Se aprecia que la burocracia política quiere volar por su cuenta, y no le faltan razones, baste citar algunas. Primero, depende del electorado, al que hay que entretener con banalidades políticas de progreso al margen de las previsiones capitalistas. Segundo, el político profesional ha venido acreditando su valía frente a la inconstancia del que vive para la política o la del capitalista aficionado a la política. Tercero, el desarrollo del Imperio al aire de la globalización ha roto con el control capitalista sobre el Estado-nación y ha internacionalizado los cánones políticos reforzando el papel de la nueva burocracia. Cuarto, al contar con el monopolio del dinero, que como ya dejó claro Hayeck depende del Estado, la burocracia ha pasado a controlar su flujo, lo que crea situaciones de dependencia para el capitalismo.
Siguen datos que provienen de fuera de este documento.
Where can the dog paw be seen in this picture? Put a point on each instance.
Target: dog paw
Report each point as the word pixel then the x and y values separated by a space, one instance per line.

Como consecuencia, la burocracia política ya no se mueve obligatoriamente al dictado capitalista, ahora, apoyada, entre otras circunstancias, en la grandeza del Imperio, la amplitud de sus funciones y su papel en la circulación del dinero, aspira a tomar poder propio, aunque no cuente con una base sólida, ya que el soporte electoral es temporal, e incluso se pasa por alto que la burocracia política surgida de los Estados capitalistas ejerce un poder prestado. Al igual que sucede con la burocracia técnica, sin perjuicio del atractivo del ejercicio del poder, se preocupa por la conservación del empleo, las prebendas, la clase y el acicate de la distinción social. Desde tales planteamientos, en los que hay coincidencia de intereses entre ambas, se construye un frente común contestando al capitalismo, imponiendo la profesionalidad de la burocracia sobre la capacidad política de los propios capitalistas, al objeto de establecer dependencia inversa, vendiéndose además como material imprescindible y exclusivo para el ejercicio político. El capitalismo no puede pasar por alto que la burocracia, además de su profesionalidad, dispone de otras dos armas eficaces a fin de ganarse la obediencia y el apoyo de las masas, la legalidad y el dominio de la propaganda. Por tanto, aunque han surgido argumentos para que el capitalismo ya no pueda confiar en la burocracia oficial, ¿podrá encomendar a sus empresarios la tarea política? Esta es la disyuntiva a la que se enfrenta el capitalismo.